Content types that are disabled should also be removed from the search index, otherwise nodes of that type still show up in search results, even if you cannot specifically search for that content type.
A solution is to remove from the search index these nodes using the hook_update_index, sample code here:
http://drupal.org/node/63028#comment-259315
http://drupal.org/node/84955#comment-162473
Although far from ideal (performance issues and skewed word count), it is still better than nothing. Maybe a checkbox should control if this gets applied or not.
Here is a possible implementation, just add this function to search_config.module
function search_config_update_index() {
if (function_exists('search_wipe')) {
$remove = variable_get('search_config_disable_type', array());
foreach ($remove as $type => $value) {
if ($remove[$type]) {
$cnt = 0;
$result = db_query("SELECT nid FROM {node} WHERE type = '$type'");
while ($nid = db_result($result)) {
search_wipe($nid, 'node');
$cnt++;
}
// watchdog('search config', "Removed $cnt nodes of type $type from the search index.");
}
}
}
}
A proper fix is planned only for Drupal 7:
http://drupal.org/node/111744
| Comment | File | Size | Author |
|---|---|---|---|
| #6 | search_index.patch | 5 KB | NaX |
Comments
Comment #1
NaX commentedI have also just come across this method of controlling what gets indexed.
Here is my take on this. The SQL only retrieves nodes that have been indexed.
I don’t think the watchdog message is necessary, but I do think this should be managed from a setting, it would just give admins more control.
I also don’t think the search_config module should wait for core to implement this, I consider this to be a critical feature.
Comment #2
canen commentedComment #3
canen commentedI'm about to implement this and I'm looking for some feedback on where exactly I should but the setting.
1 is easier but can cause some issues where an admin only wants to remove the node type from the display but not the search index. 2 is more flexible but means that if you do want to remove a content type from the search index and search form at the same time it takes one extra step.
I'm leaning towards 2 at the moment. Any preference?
Comment #4
NaX commentedI vote for option 2, if possible with a tick box under the index node settings called something like "Same as Search Form Node Types". That could reduce the extra admin you were referring to.
To avoid confusion the 2 different node type settings need to be clearly labeled. My suggestions are “Search form Node Types” and “Search index Node types”.
There is one thing we need to take into consideration here. If a node type is set to not be indexed then it should also be removed from the form.
Comment #5
canen commentedThat was the idea. Will see how it turns out.

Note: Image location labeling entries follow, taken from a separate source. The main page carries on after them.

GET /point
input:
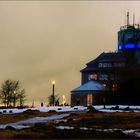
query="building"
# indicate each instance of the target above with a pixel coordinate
(118, 72)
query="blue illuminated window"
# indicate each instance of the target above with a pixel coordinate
(129, 46)
(120, 47)
(138, 45)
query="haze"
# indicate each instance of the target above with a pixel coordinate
(41, 41)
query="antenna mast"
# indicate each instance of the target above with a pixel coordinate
(133, 19)
(127, 18)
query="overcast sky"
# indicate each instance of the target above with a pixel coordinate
(45, 41)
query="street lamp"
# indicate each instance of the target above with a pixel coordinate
(53, 100)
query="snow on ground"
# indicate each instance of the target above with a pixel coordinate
(108, 108)
(127, 131)
(26, 123)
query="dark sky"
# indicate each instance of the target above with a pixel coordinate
(45, 41)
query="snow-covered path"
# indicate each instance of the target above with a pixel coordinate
(26, 123)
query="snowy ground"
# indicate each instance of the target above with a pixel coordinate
(26, 123)
(108, 108)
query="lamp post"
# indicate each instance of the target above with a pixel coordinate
(53, 100)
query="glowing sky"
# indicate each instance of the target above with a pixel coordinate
(45, 41)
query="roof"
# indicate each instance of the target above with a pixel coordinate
(91, 85)
(110, 56)
(105, 57)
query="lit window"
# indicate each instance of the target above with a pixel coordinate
(138, 45)
(120, 47)
(105, 65)
(93, 76)
(114, 87)
(103, 77)
(89, 99)
(129, 46)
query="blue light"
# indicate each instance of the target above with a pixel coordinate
(120, 47)
(138, 45)
(129, 46)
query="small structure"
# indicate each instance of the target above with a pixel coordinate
(119, 71)
(90, 93)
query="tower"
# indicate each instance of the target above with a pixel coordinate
(129, 42)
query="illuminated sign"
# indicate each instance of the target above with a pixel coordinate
(129, 46)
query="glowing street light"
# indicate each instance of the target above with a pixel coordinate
(53, 102)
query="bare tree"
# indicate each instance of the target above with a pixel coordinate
(56, 100)
(11, 92)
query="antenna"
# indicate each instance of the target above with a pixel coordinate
(138, 23)
(127, 18)
(133, 19)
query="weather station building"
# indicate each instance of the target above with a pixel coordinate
(113, 77)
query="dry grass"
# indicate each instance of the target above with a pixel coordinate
(125, 120)
(100, 120)
(9, 118)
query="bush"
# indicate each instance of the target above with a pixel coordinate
(92, 109)
(51, 111)
(29, 111)
(10, 128)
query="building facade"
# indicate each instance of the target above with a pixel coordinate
(118, 71)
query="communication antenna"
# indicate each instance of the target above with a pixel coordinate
(138, 23)
(133, 19)
(127, 18)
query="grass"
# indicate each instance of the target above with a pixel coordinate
(10, 118)
(99, 120)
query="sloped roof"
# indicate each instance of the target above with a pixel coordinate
(105, 57)
(92, 85)
(109, 56)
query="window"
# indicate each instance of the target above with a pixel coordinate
(103, 77)
(119, 65)
(93, 76)
(114, 87)
(104, 65)
(129, 46)
(89, 99)
(120, 47)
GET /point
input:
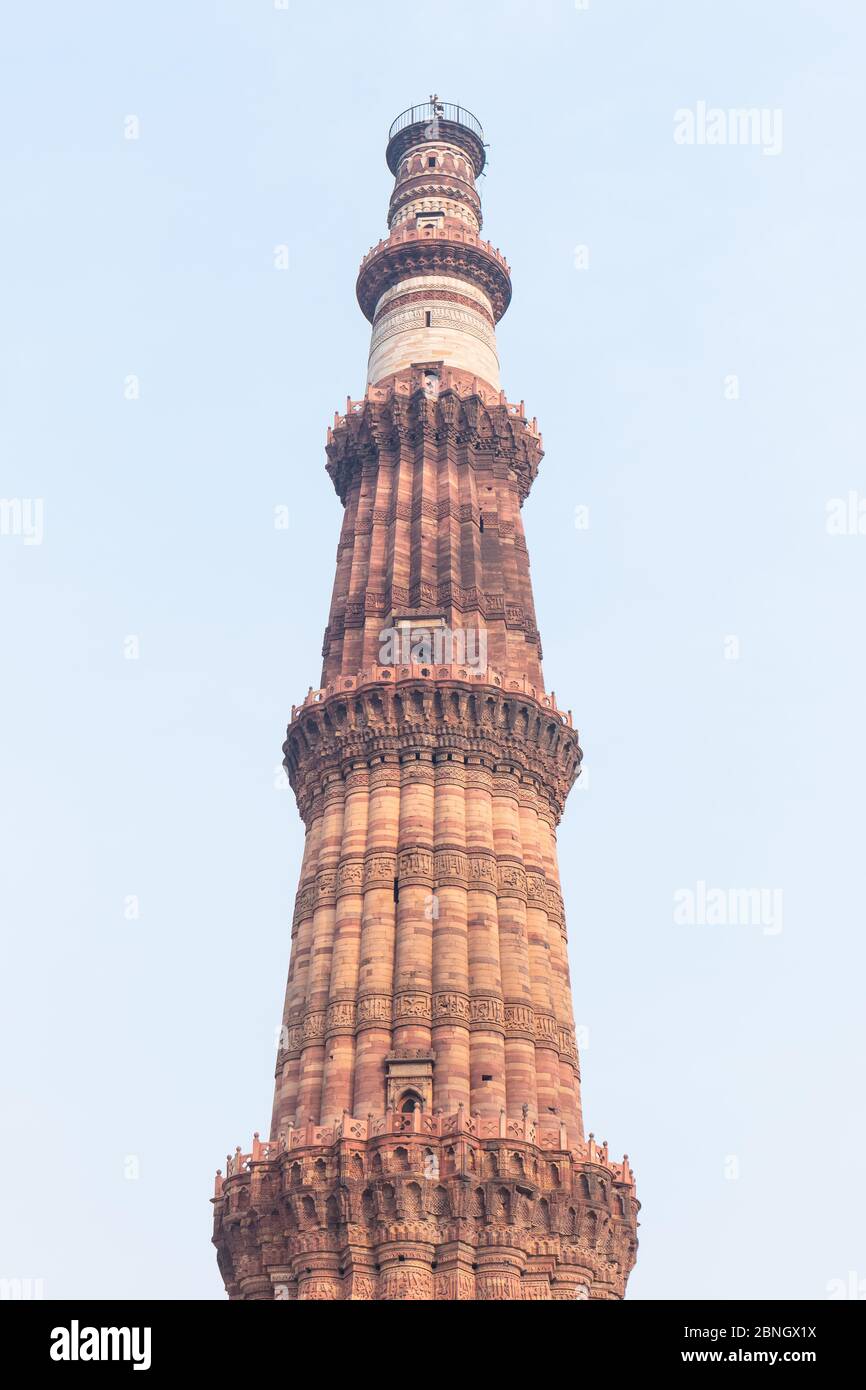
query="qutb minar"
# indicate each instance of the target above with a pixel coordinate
(427, 1139)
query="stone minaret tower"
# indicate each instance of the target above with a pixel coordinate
(427, 1139)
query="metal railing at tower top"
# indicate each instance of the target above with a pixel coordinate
(430, 111)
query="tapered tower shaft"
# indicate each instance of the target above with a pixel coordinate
(427, 1137)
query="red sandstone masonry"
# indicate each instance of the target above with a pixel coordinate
(427, 1137)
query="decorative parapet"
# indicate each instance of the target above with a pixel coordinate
(394, 674)
(428, 250)
(445, 401)
(449, 378)
(542, 1134)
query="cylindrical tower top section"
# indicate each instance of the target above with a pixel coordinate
(434, 121)
(434, 289)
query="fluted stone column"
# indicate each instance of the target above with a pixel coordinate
(487, 1036)
(515, 951)
(378, 923)
(428, 938)
(451, 1007)
(338, 1084)
(413, 950)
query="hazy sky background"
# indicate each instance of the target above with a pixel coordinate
(152, 1041)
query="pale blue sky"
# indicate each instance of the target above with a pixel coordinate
(706, 520)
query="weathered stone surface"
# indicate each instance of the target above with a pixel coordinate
(427, 1137)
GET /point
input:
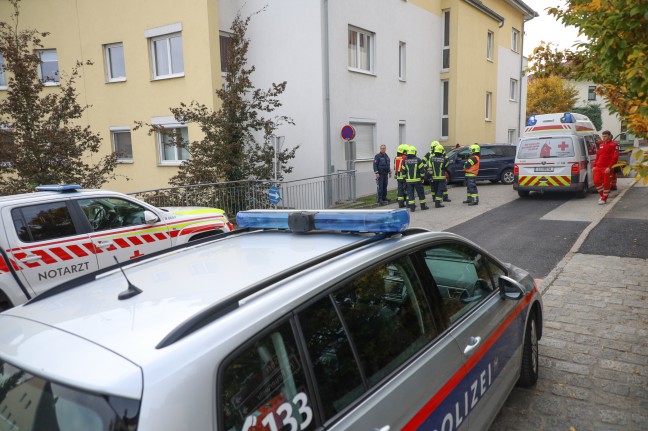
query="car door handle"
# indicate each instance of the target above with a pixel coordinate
(30, 258)
(472, 343)
(105, 244)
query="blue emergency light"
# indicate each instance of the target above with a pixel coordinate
(61, 188)
(376, 221)
(567, 118)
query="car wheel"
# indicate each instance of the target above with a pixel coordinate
(530, 365)
(507, 177)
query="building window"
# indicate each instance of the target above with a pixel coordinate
(114, 58)
(446, 40)
(48, 69)
(445, 90)
(167, 58)
(3, 75)
(360, 50)
(401, 61)
(225, 42)
(122, 145)
(512, 136)
(513, 90)
(489, 45)
(515, 40)
(365, 139)
(173, 145)
(489, 100)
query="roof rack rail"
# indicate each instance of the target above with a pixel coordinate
(220, 309)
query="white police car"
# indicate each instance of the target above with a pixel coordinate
(62, 232)
(337, 320)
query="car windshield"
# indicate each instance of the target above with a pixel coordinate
(28, 402)
(540, 148)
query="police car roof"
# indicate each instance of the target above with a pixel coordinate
(179, 286)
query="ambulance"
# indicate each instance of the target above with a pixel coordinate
(556, 153)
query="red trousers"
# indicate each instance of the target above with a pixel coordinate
(602, 182)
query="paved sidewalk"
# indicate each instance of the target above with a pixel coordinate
(594, 350)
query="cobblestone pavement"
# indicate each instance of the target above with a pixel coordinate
(594, 349)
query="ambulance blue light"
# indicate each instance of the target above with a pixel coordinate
(62, 188)
(390, 221)
(567, 118)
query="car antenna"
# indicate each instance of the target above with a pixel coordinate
(132, 290)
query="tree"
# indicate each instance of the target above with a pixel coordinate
(614, 56)
(229, 150)
(550, 94)
(593, 112)
(40, 144)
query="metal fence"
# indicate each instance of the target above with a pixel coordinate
(320, 192)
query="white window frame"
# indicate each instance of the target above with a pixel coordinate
(354, 51)
(445, 40)
(3, 74)
(512, 136)
(515, 40)
(364, 150)
(57, 78)
(165, 33)
(108, 61)
(490, 42)
(121, 130)
(445, 107)
(489, 105)
(402, 61)
(513, 90)
(168, 123)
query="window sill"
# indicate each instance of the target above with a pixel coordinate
(361, 71)
(165, 77)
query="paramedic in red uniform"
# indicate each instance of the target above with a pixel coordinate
(606, 157)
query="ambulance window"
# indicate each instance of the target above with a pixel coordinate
(43, 222)
(111, 213)
(264, 386)
(462, 278)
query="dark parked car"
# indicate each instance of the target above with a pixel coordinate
(495, 163)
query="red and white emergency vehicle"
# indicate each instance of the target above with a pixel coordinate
(556, 152)
(63, 232)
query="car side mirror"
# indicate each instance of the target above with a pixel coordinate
(150, 217)
(509, 288)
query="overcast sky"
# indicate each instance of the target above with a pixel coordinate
(546, 28)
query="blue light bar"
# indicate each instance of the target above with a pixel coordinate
(62, 188)
(332, 220)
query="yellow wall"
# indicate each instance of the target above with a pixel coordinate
(79, 28)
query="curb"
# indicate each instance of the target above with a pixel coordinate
(551, 277)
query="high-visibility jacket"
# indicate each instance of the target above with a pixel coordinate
(472, 166)
(399, 172)
(414, 169)
(437, 166)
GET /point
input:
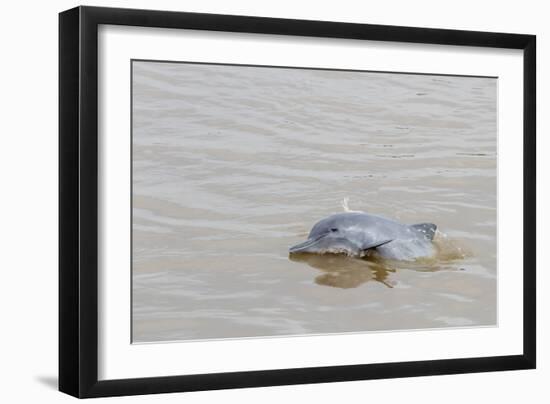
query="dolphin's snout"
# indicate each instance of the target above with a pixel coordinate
(305, 246)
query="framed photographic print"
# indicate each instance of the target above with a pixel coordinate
(249, 201)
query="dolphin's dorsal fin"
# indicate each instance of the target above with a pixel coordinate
(427, 229)
(373, 245)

I'm not sure where you are referring to here.
Comment #6
NaX commentedHere is a patch of what I was thinking.
Comment #7
canen commentedThis looks good, thanks. I'll have more in depth look when I get home. Which version of the module is this patch against?
Comment #8
NaX commented5.x-1.2
Comment #9
canen commentedNaX,
I've committed your version of the patch in http://drupal.org/cvs?commit=81182. Thanks a lot. I'm sure there is more to be done. The approach I was taking was different (altering the content type form) but either way works for now.
I really would like some testing done on this to see if any issues pop up. The installation of Drupal I have here is really minimal (still recovering from a HD crash) so no content to speak of for testing. You would be surprised to know that I rarely use this module so it's good to see other people using it and making contributions :).
The version I'm developing against is the 5.x-1.x-dev version, there should be a package soon, if not you can use the CVS version. If after testing everything is OK I'll update the documentation and make a new release.
Thanks again.
Comment #10
NaX commentedI am currently testing this patch on a site that has a lot of nodes.
I first tested the patch by running the cron manually with the devel module showing redirects and SQL queries.
It all seems to be fine, but I will keep monitoring things.
The one thing that mariuss said I don’t understand.
What is the problem with skewed word count? The performance issue is not an issue anymore with the modified SQL.
Comment #11
mariuss commentedBy performance issues I meant the fact that some content is first indexed and then this index data is removed. Extra work that is not needed. Ideally nodes that are not supposed to be indexed should not be indexed in the first place. It seems that the actual performance hit is negligible, so I guess this is fine.
By skewed word count I mean the fact that index data is removed but the word count in the search_total table is not updated accordingly. I could be wrong on this one though. As an example, let's assume that the word "forest" shows up once in two nodes, in a node that should be searchable and in another node that we configured not to show up in searches (two different node types). The search_total table will probably show a total of 2, but the actual word count should be 1.
Comment #12
canen commentedComment #13
(not verified) commentedAutomatically closed -- issue fixed for two weeks with no activity.